Reply to "What ORMs have taught me: just learn SQL"
This is a reply to "What ORMs have taught me: just learn SQL"
by Geoff Wozniak.
I've spent the last 12 years of my life full time
writing ORMs and entity modeling systems, so I think I know a thing or two about this topic. I'll
briefly address some of the things mentioned in the article.
Reading the article I got the feeling Geoff
didn't truly understood the material, what ORMs are meant
for and what they're not meant for. It's not the
first time I've seen an article like this and I'm convinced
it's not the last. That's fine; you'll find a lot of these
kind of articles on many frameworks/paradigms/languages etc.

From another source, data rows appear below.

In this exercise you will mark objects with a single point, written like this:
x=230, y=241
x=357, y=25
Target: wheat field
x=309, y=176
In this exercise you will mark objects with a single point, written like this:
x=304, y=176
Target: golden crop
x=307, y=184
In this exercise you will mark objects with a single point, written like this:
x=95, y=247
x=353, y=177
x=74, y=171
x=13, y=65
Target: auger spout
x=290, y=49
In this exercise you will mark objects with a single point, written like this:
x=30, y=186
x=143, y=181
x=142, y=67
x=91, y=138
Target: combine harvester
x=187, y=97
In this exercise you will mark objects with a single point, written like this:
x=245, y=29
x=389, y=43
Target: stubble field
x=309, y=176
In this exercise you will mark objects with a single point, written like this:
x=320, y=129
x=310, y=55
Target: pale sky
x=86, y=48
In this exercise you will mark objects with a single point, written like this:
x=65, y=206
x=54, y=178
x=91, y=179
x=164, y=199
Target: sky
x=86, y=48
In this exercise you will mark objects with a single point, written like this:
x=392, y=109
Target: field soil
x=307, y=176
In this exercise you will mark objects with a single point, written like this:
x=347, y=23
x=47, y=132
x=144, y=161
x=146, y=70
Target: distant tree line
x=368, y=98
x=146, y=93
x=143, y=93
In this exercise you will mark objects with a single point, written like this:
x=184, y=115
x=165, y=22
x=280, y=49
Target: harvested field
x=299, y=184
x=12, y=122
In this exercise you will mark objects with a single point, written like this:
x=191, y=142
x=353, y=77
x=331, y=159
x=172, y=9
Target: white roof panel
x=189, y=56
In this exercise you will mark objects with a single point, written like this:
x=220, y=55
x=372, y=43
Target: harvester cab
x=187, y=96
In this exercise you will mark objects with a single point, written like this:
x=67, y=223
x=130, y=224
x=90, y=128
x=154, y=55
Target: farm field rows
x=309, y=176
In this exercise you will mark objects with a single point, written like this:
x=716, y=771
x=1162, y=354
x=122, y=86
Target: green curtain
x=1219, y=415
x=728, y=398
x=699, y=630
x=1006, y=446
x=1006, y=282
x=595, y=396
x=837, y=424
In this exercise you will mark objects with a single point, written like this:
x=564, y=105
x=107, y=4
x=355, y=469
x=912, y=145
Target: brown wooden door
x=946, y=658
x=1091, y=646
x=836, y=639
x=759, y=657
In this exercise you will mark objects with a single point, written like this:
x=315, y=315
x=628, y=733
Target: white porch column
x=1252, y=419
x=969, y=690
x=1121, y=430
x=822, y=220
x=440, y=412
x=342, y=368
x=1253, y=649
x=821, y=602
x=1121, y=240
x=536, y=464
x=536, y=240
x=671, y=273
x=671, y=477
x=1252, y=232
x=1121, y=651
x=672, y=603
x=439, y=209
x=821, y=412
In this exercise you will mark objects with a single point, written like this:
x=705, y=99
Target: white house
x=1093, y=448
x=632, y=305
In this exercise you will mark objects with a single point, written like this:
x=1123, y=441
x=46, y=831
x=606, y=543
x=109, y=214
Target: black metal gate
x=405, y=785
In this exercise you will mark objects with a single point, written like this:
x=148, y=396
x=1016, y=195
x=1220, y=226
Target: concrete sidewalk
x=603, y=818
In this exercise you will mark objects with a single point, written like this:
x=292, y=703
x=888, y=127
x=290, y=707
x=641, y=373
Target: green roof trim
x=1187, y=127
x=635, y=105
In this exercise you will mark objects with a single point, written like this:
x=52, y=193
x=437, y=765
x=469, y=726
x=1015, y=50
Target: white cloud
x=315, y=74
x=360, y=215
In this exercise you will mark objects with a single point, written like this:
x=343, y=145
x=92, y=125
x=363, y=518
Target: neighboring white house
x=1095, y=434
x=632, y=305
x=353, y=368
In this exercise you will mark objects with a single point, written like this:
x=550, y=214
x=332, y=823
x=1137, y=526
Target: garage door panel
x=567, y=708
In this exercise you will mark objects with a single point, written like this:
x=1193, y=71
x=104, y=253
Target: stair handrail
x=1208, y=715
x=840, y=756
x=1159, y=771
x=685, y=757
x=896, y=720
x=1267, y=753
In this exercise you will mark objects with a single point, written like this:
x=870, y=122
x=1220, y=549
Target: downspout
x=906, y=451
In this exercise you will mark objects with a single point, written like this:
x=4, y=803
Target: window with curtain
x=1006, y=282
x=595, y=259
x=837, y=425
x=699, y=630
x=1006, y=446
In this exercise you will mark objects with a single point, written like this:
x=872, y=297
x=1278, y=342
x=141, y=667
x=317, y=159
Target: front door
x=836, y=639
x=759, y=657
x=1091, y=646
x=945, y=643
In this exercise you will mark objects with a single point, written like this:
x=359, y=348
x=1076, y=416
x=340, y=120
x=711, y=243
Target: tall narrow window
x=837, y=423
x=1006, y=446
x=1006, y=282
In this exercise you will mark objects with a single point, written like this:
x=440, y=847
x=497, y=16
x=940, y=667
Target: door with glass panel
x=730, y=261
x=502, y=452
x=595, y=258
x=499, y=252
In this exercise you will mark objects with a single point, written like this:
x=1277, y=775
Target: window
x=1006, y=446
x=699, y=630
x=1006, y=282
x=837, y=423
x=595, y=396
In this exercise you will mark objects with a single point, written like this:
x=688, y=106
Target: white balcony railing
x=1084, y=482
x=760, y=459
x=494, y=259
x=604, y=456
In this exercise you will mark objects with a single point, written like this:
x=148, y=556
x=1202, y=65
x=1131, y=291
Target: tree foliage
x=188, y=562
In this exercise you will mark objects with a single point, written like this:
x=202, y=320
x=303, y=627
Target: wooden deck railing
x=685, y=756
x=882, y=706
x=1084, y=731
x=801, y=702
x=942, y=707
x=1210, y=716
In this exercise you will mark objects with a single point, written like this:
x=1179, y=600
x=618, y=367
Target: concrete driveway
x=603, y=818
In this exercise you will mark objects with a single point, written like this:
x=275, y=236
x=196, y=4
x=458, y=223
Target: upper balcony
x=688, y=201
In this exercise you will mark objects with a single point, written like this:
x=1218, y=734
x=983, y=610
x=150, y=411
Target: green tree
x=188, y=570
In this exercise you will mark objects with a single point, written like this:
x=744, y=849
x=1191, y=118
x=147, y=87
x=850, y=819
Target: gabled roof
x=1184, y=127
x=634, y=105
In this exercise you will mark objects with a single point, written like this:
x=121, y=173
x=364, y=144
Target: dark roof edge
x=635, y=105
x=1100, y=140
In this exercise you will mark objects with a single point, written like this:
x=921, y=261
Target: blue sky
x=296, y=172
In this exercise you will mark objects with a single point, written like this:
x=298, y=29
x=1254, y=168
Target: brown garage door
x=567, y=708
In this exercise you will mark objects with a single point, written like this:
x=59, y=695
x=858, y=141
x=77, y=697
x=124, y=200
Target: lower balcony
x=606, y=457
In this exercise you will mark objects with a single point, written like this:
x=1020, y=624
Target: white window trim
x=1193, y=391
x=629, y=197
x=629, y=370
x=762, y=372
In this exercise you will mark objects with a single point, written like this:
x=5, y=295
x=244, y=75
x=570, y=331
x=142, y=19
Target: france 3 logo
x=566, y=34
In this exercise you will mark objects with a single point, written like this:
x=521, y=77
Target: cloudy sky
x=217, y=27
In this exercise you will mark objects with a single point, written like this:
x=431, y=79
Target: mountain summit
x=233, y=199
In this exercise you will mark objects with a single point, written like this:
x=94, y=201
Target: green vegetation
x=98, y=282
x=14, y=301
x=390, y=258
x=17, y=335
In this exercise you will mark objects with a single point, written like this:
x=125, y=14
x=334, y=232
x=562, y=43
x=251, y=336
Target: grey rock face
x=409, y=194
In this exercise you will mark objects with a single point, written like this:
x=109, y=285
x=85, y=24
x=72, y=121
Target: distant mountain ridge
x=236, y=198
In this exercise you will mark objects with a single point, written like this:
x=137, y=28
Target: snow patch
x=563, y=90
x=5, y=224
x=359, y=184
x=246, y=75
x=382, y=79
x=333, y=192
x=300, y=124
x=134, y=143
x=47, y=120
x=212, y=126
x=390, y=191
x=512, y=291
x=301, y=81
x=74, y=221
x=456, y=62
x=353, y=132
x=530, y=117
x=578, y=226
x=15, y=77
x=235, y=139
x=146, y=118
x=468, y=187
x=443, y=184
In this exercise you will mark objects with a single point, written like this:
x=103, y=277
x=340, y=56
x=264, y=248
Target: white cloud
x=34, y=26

in our field. I'd like to add that I don't know Geoff and
therefore have to base my conclusions on the article alone.
Re: intro
The reference to the Neward article made me chuckle: sorry
to say it but bringing that up always gives me the notion
one has little knowledge of what an ORM does and what it
doesn't do. An ORM is just a tool to translate between two
projections of the same abstract entity model (class and
table, which result in instances: object and table row); it
doesn't magically make your crappy DB look like one designed
by CELKO himself nor does it magically make your 12 level
deep, 10K object wide graph persist to tables in a
millisecond as if there was just 1 table. Neither will SQL
for that matter, but Geoff (and Neward before him) silently
ignores that.
An ORM consists of two parts: a
low level system which translates between class instances
and table rows to transport the entity instances (== the
data) back and forth, and a series of sub-systems on top of
that to provide entity services (validation, graph
persistence, unit of work, lazy / eager loading etc.
etc.)
It is not some sort of 'magic connector'
which eats object graphs and takes care of transforming
those to tabular data of some sort with which you don't want
to know anything about. It also isn't a 'magic connector'
which reads your insanely crappy relational model into a
dense object graph as if you read the objects from memory.
Re: Attribute Creep
He mentions attribute creep (more and more attributes
(==columns) per relation (==table)) and FKs in the same
section, however I don't think one is related to the other.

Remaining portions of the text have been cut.